Welcome to Microsoft Pri0: That's Microspeak for top priority, and that's the news and observations you'll find here from Seattle Times technology reporter Matt Day.

August 20, 2007 at 1:29 PM

New scorekeeper, same score: Google dominates Internet search

The regular monthly report from comScore on search share is covered by bloggers, journalists, analysts and others following the battle among Google, Yahoo and Microsoft for Internet supremacy.

Last month, Microsoft touted a slight bump in its portion of the pie. This month, the news is that comScore is changing the way it keeps score to better account for the fact that search is “becoming a more ubiquitous activity across the Web.” The result of this new method?

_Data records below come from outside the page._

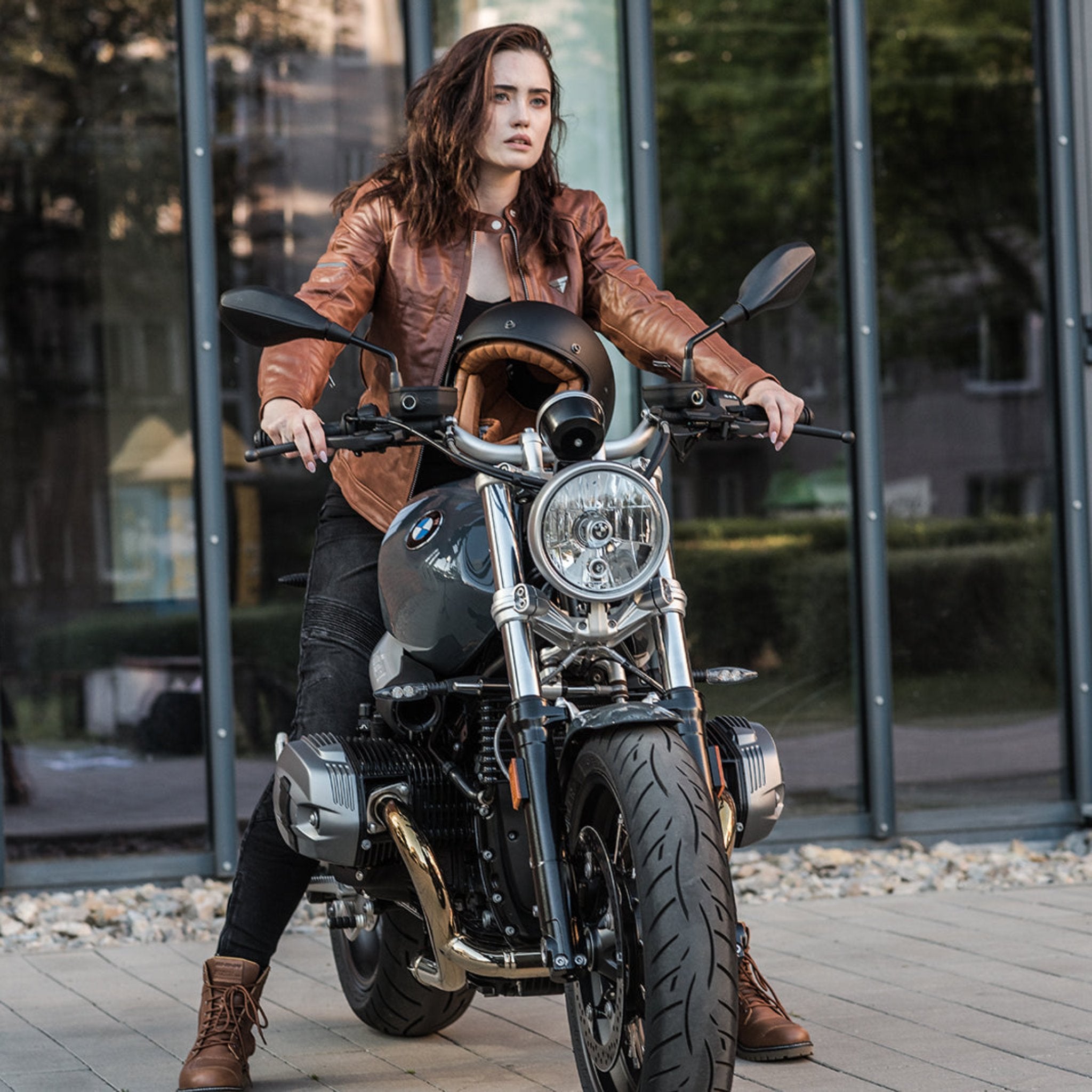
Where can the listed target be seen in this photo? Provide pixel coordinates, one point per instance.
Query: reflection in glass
(746, 162)
(307, 99)
(99, 651)
(968, 458)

The score remains the same: Google, lots of search share. Yahoo, some search share. Microsoft, a little share. The other two, not much search share at all.

Now, comScore is gathering more data on searches, including:

— Major “vertical” search locations — such as eBay and Amazon.com in retail and Expedia in travel.

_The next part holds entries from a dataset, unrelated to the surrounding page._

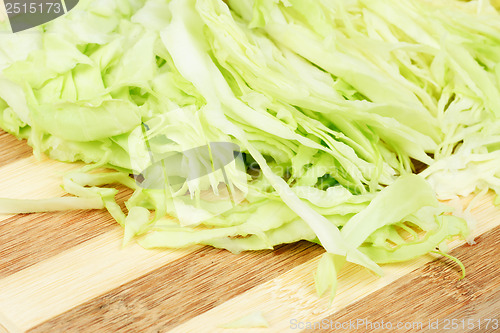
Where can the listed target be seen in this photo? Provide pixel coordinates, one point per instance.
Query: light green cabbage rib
(353, 118)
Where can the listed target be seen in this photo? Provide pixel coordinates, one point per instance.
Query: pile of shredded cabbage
(353, 117)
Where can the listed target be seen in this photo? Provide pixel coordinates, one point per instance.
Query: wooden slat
(292, 295)
(67, 272)
(11, 148)
(180, 290)
(433, 292)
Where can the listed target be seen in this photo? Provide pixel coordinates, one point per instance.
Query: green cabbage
(335, 106)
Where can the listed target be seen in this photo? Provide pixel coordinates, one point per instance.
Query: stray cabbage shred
(353, 118)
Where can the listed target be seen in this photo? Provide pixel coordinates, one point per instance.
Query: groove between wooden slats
(292, 295)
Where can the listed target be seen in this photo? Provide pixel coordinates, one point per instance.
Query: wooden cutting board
(67, 272)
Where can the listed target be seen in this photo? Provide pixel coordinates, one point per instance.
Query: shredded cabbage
(352, 119)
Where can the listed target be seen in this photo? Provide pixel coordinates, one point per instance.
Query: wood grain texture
(180, 290)
(68, 272)
(434, 292)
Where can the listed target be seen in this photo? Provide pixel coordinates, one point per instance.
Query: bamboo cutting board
(67, 272)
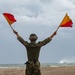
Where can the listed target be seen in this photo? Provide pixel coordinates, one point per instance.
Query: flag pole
(57, 28)
(11, 27)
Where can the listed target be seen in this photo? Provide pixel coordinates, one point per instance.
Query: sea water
(42, 65)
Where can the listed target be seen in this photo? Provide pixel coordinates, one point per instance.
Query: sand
(70, 70)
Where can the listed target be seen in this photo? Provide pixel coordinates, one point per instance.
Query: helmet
(33, 37)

— Partner Search — searches initiated at partner sites that redirect the visitor to a search engine site.

— Cross-Channel Search — counts multiple searches when employing more than one search tab (e.g. Web, images, news) for a single search term.

— Local Search — maps, directions, and local directory listings.

— Worldwide Search — includes comprehensive reporting of worldwide search, with individual country reporting for the U.S., Canada, Mexico, U.K., France, Germany, Japan, China, and Korea. Additional countries will follow.

But this richer data set — its new qSearch 2.0 interface — will only provide that level of detail to people who pay for it. Makes sense. The rest of us can enjoy a slightly expanded — and thankfully, comparable — monthly report in much the same way we have.

The difference, comScore says, is that its monthly “core search” figures “now include the partner searches and cross-channel searches in the total for each property.” But it’s still comparable, they assure us.

So, by the numbers:

Google had 5.5 billion July searches, 55.2 percent of the total, and up 64.3 percent from a year ago.

Yahoo had 2.3 billion, 23.5 percent of the total, and up 8.3 percent.

Microsoft had 1.2 billion, 12.3 percent, and up 35.6 percent from last year.

By the way, the total search market — we’re talking U.S. searches performed from home, work or a university — were up 37.6 percent. That means Google, even with a much larger base than its competitors, is growing faster than the market as a whole.